Ann Elizabeth "Lizzie" Isham was born on January 25, 1862, in Chicago, Illinois, the first child and eldest daughter of Edward Swift Isham, an American lawyer and politician from Vermont, and Frances "Fannie" Burch. Her father established a law firm with Robert Todd Lincoln, son of former US President Abraham Lincoln, called Isham, Lincoln & Beale in Chicago, Illinois.
Initially Isham lived in Chicago and was a member of the Friday Club and the Scribbler's Club. In 1903 she moved to Paris and lived with her sister, Frances Isham, who had married Harry Shelton.
Isham's brother, Edward Isham, lived in New York City and Isham was going back to the United States to spend the summer with him. She boarded at Cherbourg on April 10, 1912.
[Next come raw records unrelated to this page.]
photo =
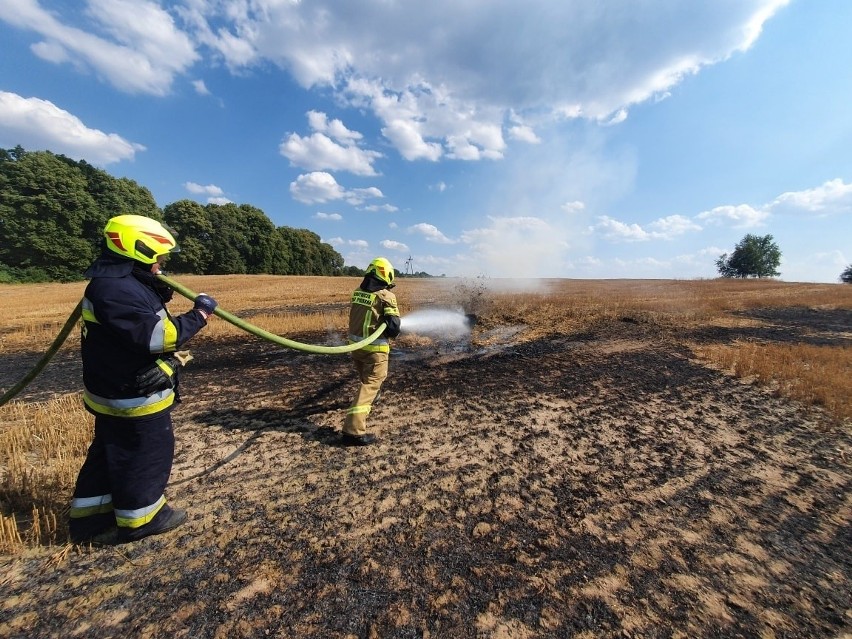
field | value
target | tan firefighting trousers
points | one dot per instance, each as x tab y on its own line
372	370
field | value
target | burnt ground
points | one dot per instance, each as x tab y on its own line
595	485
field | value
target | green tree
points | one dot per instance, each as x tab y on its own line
47	216
194	234
753	256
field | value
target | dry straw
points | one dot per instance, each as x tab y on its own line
43	444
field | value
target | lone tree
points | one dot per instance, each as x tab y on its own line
754	256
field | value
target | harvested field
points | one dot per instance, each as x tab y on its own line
549	475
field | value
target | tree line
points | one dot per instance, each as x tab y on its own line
53	210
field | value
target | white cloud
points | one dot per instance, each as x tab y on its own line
200	87
323	148
524	133
439	88
431	233
832	197
316	187
319	186
435	83
672	226
197	189
573	207
408	140
740	216
38	124
319	122
392	245
142	51
520	247
334	217
388	208
615	230
665	228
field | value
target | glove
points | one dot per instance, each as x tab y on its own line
205	305
160	375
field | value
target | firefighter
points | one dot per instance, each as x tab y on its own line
130	379
372	304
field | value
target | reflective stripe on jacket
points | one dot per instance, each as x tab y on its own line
365	314
125	328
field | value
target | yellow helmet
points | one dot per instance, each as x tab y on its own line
138	237
383	269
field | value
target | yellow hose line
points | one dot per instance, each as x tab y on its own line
225	315
272	337
48	355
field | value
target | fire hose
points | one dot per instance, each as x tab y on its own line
190	295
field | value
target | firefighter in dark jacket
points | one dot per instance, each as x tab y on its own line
372	304
130	375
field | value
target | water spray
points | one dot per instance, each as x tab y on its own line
439	322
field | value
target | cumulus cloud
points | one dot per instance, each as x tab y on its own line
388	208
392	245
212	193
319	187
518	246
200	87
574	207
197	189
331	147
39	124
739	216
524	133
138	47
436	84
334	217
440	88
431	233
665	228
832	197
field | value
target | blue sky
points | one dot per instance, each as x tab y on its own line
544	138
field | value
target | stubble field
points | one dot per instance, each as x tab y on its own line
595	459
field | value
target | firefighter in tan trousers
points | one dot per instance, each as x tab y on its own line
372	305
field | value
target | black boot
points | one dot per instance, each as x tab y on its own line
167	519
358	440
83	530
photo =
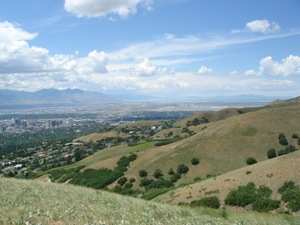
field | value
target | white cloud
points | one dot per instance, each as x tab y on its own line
287	67
250	73
99	8
146	68
95	63
262	26
204	70
10	32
Her cabin (C-49) was next to that of Colonel Archibald Gracie, although he did not remember ever seeing her. Isham was said to have been on board a lifeboat ready to sail away when she was told that she was unable to bring her dog, a Great Dane, on board with her. She chose to get off the lifeboat. Isham was one of four first class women who died in the disaster, and her body was never identified. A few days later, a crew member of one of the rescue ships reported seeing a woman's body floating in the ocean and holding on to the body of a large dog. A memorial to her was erected by her family in Vermont.